Update:
I eventually did not like the modification using a coil wrapped around the ferrite bar. It overloaded the radio far too easy with any decent outdoor antenna unless it wasn't much longer than the external wire antenna the radio came with.
After studying the schematic of this radio much deeper I discovered that the ferrite bar and associated JFET transistor circuit is nothing more than a wideband MW amplified ferrite bar, and by wrapping a few turns around like the modification calls for what happens is that any signal is amplified through that first stage (Q26) which can be overkill and cause front end overloading with good outdoor antennas.
There are four wires on the ferrite bar, two for the wideband antenna coil, and two for a smaller sense coil to add positive feedback from the JFET output. At that last point wire 3 goes to the next radio stages just like the shortwave antenna section does. Tapping into this point allows for larger outdoor antennas without the overload issues and sensitivity is on par with my ATS909 radio so I went ahead and did this modification of my own instead...

That is nothing more than a small 0.1uF capacitor wrapped in electrical tape (triangle looking thing) and tapped between the ferrite bar wire 3 and the unused antenna jacks middle ring. I made sure to bend the wires to be near the PCB ground trace so not to cause any capacitive coupling with unwanted parts of the radio.
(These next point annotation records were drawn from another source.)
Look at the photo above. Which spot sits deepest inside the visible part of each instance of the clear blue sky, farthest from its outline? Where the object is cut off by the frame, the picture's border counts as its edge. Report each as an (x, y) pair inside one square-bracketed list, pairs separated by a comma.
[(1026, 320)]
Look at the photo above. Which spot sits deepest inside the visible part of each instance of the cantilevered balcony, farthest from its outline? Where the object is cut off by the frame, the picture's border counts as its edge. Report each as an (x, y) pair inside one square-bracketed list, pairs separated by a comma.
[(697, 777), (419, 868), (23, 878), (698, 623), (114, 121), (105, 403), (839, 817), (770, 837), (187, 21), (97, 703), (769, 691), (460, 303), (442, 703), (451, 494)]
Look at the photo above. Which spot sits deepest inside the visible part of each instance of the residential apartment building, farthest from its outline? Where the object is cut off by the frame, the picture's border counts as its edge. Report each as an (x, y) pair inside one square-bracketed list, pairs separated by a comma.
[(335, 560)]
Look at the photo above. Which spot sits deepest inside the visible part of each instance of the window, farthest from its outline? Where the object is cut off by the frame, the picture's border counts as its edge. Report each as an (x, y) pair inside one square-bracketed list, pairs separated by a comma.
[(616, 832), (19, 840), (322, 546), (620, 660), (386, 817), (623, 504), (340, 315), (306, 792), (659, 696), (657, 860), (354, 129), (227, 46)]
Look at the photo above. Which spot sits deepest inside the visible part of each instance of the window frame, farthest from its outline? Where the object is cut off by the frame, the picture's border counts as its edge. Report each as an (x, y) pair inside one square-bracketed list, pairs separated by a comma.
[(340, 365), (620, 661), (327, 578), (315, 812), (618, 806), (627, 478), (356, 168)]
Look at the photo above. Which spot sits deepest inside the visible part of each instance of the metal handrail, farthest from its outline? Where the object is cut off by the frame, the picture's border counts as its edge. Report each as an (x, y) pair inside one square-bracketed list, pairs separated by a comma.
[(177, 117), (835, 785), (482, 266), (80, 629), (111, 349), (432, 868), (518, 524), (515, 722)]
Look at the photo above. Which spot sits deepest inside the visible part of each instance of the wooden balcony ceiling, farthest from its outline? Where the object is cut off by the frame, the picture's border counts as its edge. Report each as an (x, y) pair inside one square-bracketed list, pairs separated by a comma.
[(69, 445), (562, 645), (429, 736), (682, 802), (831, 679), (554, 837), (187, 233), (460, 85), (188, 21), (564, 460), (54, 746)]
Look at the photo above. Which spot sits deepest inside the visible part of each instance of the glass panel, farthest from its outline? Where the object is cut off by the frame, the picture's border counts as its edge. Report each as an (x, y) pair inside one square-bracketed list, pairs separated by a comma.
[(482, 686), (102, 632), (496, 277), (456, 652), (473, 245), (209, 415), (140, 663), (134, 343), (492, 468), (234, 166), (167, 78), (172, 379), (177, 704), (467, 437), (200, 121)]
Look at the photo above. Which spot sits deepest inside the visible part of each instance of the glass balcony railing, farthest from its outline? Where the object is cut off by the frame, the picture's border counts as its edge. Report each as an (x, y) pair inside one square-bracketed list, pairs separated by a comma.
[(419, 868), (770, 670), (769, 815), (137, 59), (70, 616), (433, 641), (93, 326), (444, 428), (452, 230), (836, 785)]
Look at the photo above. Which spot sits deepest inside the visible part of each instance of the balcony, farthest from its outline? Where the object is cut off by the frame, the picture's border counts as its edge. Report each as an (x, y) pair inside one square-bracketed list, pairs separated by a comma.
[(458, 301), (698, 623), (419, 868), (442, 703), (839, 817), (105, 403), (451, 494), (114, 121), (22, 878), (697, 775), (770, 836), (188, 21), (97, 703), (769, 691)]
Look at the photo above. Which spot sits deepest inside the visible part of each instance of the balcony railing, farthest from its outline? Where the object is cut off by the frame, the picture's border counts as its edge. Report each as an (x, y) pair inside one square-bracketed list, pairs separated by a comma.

Tapping the original MW coil at that point does not have any impact on SW reception or FM, or the internal ferrite antenna when ext. ant. disconnected. It is independent of it once the later stages mix the SW and MW/LW antenna inputs together. It is best to only use a TRS "stereo" jack now though to leave the MW middle ring unused if listening to SW.
This allows for much stronger local stations before the radio can overload, and now connected to my 100' outdoor inverted L antenna the performance is identical to my unmodified ATS909/DX398 radio when both radios RF gains are set to high.
Now the radio can be used with external amplified antennas without overload too, and the reception is more evened out across the LW and MW range this way rather than the looped wire modification found online.
PS: I left my original coiled wire modification unsoldered in the radio just in case I ever want to go back to using that instead.